Happy Birthday, Sesame Street
I remember exactly where I was 40 years ago today — sitting in front of our 26-inch color television console watching a big, yellow bird, a green garbage-can monster and a host of multicultural friends on PBS’ Sesame Street.
That program played a large part in my childhood. I perfected my counting skills, learned the alphabet with the forever 6-year-old Big Bird and even learned a smattering a Spanish. To this day, I can count to ten in Spanish because of Sesame Street!
This was exactly the goal of the Children’s Television Workshop (CTW) when it started down the road of educational television programming for kids.
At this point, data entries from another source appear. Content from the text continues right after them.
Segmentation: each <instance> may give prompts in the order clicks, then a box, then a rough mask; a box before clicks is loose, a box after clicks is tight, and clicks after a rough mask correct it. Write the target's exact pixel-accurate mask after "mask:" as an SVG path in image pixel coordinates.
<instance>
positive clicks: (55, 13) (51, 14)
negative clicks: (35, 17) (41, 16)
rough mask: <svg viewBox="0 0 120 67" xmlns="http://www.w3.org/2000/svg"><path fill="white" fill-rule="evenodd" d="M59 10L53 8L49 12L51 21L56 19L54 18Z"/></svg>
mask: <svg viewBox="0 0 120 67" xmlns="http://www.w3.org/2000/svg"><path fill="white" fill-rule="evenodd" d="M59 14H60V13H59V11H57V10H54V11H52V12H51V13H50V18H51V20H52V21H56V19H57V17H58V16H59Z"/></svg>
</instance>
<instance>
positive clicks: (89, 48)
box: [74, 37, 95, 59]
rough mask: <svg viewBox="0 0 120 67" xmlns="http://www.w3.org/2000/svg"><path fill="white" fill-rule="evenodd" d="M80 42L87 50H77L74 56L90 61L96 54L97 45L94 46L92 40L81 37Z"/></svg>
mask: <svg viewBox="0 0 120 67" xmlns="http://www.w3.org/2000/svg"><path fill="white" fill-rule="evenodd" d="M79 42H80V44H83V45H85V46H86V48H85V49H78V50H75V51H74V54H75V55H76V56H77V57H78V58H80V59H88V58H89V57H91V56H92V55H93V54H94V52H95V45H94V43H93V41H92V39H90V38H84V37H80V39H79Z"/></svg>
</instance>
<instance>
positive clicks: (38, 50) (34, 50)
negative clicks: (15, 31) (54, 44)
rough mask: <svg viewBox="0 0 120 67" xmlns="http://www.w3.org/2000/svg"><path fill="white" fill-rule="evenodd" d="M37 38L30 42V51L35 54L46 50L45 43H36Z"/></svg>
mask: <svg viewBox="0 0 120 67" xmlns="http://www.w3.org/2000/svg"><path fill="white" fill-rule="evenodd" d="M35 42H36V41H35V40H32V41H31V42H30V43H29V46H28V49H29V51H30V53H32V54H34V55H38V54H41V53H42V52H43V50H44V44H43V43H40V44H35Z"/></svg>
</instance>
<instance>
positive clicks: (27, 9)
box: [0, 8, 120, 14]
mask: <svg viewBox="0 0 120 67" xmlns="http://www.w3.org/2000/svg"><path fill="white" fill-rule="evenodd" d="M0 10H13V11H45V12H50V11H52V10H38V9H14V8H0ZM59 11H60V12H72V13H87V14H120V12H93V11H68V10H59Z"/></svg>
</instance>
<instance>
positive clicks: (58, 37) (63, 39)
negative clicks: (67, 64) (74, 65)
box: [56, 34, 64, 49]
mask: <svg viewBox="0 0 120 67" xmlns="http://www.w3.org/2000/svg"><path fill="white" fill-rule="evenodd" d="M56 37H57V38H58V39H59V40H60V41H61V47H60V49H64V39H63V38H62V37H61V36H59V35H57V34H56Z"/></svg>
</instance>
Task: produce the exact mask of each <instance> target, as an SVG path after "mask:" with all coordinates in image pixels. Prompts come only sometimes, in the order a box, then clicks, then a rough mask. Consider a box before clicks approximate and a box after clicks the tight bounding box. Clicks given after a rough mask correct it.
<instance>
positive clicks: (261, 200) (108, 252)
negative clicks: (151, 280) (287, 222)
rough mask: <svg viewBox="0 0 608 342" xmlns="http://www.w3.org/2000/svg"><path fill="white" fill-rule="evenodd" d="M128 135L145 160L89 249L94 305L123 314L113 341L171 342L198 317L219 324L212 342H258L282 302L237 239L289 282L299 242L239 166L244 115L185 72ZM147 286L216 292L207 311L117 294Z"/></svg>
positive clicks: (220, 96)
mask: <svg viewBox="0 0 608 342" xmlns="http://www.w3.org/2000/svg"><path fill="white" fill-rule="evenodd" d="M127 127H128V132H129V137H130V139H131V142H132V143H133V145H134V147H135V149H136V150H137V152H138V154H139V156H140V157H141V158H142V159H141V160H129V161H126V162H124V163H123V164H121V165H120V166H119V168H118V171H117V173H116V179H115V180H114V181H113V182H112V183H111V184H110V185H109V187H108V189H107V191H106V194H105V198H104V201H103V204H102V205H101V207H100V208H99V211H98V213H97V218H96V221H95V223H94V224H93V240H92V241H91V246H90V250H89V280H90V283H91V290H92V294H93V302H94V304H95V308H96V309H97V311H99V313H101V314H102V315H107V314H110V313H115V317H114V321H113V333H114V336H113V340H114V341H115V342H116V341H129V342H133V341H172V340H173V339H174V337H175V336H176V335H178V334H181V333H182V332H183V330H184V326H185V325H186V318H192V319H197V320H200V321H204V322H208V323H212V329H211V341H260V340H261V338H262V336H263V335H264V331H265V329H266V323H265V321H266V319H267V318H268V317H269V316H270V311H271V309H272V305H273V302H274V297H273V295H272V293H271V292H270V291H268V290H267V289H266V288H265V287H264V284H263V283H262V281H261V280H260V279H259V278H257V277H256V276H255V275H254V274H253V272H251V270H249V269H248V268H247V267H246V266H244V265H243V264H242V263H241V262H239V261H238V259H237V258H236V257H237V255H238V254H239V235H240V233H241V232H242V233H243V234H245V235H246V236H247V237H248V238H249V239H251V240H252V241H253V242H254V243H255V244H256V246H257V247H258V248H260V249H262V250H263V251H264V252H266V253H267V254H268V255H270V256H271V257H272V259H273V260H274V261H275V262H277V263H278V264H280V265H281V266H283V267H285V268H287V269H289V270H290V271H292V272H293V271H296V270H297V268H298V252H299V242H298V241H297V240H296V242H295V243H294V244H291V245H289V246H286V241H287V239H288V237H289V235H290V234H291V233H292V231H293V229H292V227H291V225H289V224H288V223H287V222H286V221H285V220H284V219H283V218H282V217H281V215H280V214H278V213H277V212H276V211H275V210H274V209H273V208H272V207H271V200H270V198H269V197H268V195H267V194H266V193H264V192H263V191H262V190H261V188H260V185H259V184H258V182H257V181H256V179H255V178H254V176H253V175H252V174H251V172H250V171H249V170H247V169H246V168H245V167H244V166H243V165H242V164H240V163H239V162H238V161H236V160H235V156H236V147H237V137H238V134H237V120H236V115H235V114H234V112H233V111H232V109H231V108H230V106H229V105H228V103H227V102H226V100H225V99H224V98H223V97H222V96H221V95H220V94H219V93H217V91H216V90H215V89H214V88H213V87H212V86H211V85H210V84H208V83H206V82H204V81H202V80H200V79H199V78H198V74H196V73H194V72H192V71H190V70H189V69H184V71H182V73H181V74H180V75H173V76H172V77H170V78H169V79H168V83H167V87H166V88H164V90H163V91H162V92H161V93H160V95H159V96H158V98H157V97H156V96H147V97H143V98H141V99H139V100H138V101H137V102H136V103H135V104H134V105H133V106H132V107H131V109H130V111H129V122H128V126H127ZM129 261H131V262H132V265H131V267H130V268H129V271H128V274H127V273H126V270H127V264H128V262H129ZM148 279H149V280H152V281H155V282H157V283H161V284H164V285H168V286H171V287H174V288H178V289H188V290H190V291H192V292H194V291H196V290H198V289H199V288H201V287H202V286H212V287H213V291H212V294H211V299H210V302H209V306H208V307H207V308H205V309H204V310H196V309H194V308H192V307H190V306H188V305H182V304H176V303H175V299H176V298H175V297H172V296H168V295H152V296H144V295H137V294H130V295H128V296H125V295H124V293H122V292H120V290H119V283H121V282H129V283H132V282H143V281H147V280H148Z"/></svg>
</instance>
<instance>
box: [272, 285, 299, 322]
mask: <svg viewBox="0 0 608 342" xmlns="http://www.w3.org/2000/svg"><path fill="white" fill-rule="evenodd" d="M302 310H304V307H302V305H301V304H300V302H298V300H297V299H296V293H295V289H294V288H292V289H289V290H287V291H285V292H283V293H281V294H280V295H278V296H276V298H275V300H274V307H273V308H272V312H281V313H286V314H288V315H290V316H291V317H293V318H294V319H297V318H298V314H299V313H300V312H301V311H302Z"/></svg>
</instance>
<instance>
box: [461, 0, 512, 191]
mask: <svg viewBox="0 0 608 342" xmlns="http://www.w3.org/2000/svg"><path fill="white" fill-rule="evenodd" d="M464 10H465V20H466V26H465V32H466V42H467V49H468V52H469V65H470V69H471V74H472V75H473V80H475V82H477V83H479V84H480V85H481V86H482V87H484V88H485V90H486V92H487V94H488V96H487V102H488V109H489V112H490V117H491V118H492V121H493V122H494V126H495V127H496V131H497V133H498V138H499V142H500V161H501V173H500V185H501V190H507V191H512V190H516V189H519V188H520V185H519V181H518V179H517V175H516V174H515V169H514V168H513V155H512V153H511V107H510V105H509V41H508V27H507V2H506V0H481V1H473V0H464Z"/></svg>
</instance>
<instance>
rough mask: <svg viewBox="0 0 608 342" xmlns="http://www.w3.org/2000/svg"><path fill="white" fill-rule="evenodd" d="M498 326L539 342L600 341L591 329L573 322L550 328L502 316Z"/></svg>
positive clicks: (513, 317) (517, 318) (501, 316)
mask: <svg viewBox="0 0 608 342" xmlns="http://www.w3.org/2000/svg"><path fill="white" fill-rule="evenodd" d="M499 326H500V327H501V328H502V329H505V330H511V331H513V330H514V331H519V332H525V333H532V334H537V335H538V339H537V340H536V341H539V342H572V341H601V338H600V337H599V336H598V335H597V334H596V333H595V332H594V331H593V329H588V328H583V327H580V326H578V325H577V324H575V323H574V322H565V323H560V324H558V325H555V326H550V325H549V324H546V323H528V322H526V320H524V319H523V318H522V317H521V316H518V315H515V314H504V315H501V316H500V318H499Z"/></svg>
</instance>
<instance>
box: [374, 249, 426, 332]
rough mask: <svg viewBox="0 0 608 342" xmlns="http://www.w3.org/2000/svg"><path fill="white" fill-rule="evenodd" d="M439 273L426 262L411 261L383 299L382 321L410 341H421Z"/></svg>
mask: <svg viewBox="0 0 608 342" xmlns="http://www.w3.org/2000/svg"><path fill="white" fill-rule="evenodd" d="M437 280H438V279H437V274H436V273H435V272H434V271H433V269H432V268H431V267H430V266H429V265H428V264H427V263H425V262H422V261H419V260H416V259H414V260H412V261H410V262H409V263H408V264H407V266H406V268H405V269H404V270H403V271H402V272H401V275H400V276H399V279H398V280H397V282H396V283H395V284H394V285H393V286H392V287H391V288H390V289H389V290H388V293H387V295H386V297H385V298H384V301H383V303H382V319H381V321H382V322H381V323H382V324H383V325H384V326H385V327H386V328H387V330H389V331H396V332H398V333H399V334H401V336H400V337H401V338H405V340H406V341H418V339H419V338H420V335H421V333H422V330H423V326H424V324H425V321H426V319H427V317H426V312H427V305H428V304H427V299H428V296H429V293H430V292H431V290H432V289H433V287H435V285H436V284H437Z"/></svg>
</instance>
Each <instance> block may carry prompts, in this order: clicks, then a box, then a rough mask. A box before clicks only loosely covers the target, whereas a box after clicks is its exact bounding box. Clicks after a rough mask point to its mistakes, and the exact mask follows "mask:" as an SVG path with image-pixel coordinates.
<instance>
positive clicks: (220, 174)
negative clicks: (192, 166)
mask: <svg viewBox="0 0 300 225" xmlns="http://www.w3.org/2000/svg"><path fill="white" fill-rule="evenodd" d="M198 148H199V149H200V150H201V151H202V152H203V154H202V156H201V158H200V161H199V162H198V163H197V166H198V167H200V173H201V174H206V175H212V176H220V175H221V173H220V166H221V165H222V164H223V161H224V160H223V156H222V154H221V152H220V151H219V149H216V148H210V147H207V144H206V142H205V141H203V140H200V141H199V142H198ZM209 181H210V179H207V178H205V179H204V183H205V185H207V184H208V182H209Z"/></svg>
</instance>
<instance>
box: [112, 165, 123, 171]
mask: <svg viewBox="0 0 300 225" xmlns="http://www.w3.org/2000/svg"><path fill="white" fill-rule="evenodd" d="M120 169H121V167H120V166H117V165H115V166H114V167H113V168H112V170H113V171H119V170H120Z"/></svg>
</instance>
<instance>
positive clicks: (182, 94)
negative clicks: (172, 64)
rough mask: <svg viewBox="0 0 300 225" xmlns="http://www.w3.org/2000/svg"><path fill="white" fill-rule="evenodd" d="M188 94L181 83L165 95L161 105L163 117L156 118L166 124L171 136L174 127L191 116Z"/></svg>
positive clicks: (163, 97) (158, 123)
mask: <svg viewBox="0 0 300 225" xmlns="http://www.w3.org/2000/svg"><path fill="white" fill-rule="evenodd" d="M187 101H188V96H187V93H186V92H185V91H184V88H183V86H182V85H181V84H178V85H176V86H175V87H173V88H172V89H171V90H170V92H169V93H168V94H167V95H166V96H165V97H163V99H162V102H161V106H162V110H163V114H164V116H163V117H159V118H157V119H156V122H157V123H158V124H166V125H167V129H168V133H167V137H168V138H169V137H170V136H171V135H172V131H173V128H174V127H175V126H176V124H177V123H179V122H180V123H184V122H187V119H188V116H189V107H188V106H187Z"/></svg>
The creators proposed using television’s “most engaging traits,”including high production values, sophisticated writing and quality film and animation, to reach the largest audience possible.CTW set out to create a program that would spread pro-learning values to both children and their parents and that would resonate with them long after they turned off the TV.
It worked. Sesame Street has become the leader and innovator in educational programming. It doesn’t talk down to the 3-to-7 set; instead, it speaks to this age group with intelligence and sophistication. Sesame Street also keeps up with the times — looking back at what I watched and what my nieces and nephews see on the Street is like comparing a buggy to a Maserati.
I can still sing the Sesame Street theme song 40 years later with the same intensity and joy as I did when I was 4 years old. I even have some of the books and record albums that were put out in the early ’70s with the Muppets greatest hits — pop songs hiding important lessons on sharing, phonics and friendship. And yes, I sat on the floor cross-legged with my three children, too, as they watched Sesame Street, singing and laughing.
So pull off your tie, let down your hair and embrace the 4-year-old inside and join in with me: “Sunny days, chasing the clouds away. On my way to where the air is sweet. Can you tell me how to get, how to get to Sesame Street?!”